De derde reden is de zwak ontwikkelde ‘civil society’. Er zijn weliswaar vele honderden actie- en belangengroepen geteld, maar het overgrote deel is niet meer dan postbusnummer –en aangezien de posterijen in Liberia niet functioneren zegt dat genoeg. Er is slechts een handjevol min of meer professioneel georganiseerde CSOs en die moeten nog een forse stap maken om een meer bepalende rol te kunnen spelen. Door mensen te organiseren, door expertise te etaleren en door (ook eigen) media goed te gebruiken waardoor een kracht wordt ontwikkeld, waar het parlement niet omheen kan. En niet omheen moet willen gaan: parlementariërs moeten leren het belang van een actieve maatschappelijke inbreng te waarderen. Het levert hen nieuwe inzichten en argumenten op, kan het draagvlak voor beleid verbreden, verplicht hen om maatschappelijke kritiek te weerleggen dan wel op te pikken en vergroot het democratisch gehalte van het politieke bestuur en –niet onbelangrijk- speelt een rol bij verkiezingen die er, ook in Liberia, uiteindelijk altijd weer zullen komen.

Er zijn wel brievenbussen maar er is geen
postbezorging in Liberia.
Publieke hoorzittingen

Tegen deze achtergrond moet het nieuwe NDI-programma, dat door de Zweedse regering wordt gefinancierd, worden gezien. We ondersteunen en trainen de komende drie jaar een aantal, zorgvuldig uitgekozen allianties van CSOs op maatschappelijk belangrijke terreinen:  WASH (water, sanitaire voorzieningen en hygiëne), natuurlijke hulpbronnen (ten goede laten komen aan sociale ontwikkeling) en women empowerment. Daarnaast ontwikkelen we met deze CSOs en met relevante parlementscommissies en –goedwillende- parlementariërs een aantal gezamenlijke activiteiten, zodat er tussen CSOs en het parlement een kruisbestuiving kan plaatsvinden, elkaars argumenten wordt gekend en –heel belangrijk- er werkwijzen worden ontwikkeld, waarin het als gewoon wordt gezien om zich tot elkaar te verstaan. Eén zo’n werkwijze die zich moet ontwikkelen is het organiseren van publieke hoorzittingen door een

Hoorzitting van de Gender Committees van Huis en Senaat
parlementscommissie over een actueel onderwerp, waarbij belangengroepen worden uitgenodigd om hun visie te geven. Wij hebben al een paar keer trainingen gegeven aan activisten hoe ze een goed verhaal kunnen opbouwen bij zo’n hoorzitting: kop en staart, voorbeelden uit het leven van alle dag, deskundige kritiek die hout snijdt en concrete verbetervoorstellen. En: zet je verhaal op papier, zodat je het ook later aan afwezige commissieleden en aan de pers kunt geven.

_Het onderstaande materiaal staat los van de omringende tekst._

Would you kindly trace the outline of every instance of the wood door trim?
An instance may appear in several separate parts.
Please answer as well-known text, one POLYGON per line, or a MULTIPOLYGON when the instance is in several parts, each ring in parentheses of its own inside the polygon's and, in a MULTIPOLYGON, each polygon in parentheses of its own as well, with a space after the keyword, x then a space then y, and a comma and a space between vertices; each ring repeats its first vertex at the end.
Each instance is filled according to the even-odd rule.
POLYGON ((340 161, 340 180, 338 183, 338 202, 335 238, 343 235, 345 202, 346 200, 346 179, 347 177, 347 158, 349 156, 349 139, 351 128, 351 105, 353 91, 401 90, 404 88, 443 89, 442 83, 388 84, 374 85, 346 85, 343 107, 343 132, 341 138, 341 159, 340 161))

De afgelopen week vonden er twee publieke hoorzittingen van commissies plaats, waarbij in totaal twaalf belangengroepen waren uitgenodigd het woord te voeren. Een hoorzitting ging over een wetsvoorstel om de kieswet te wijzigen en een andere over het 'gender-gehalte' van de ontwerp begroting 2013-2014. In de voorbereiding hebben we met hen hun inbreng voorbereid en het resultaat was bevredigend. Een aandachtig gehoor en publiciteit in een aantal kranten. Meer publieke hoorzittingen, maar ook andere gezamenlijke activiteiten van parlement en CSOs zullen volgen. Daarover meer een volgende keer.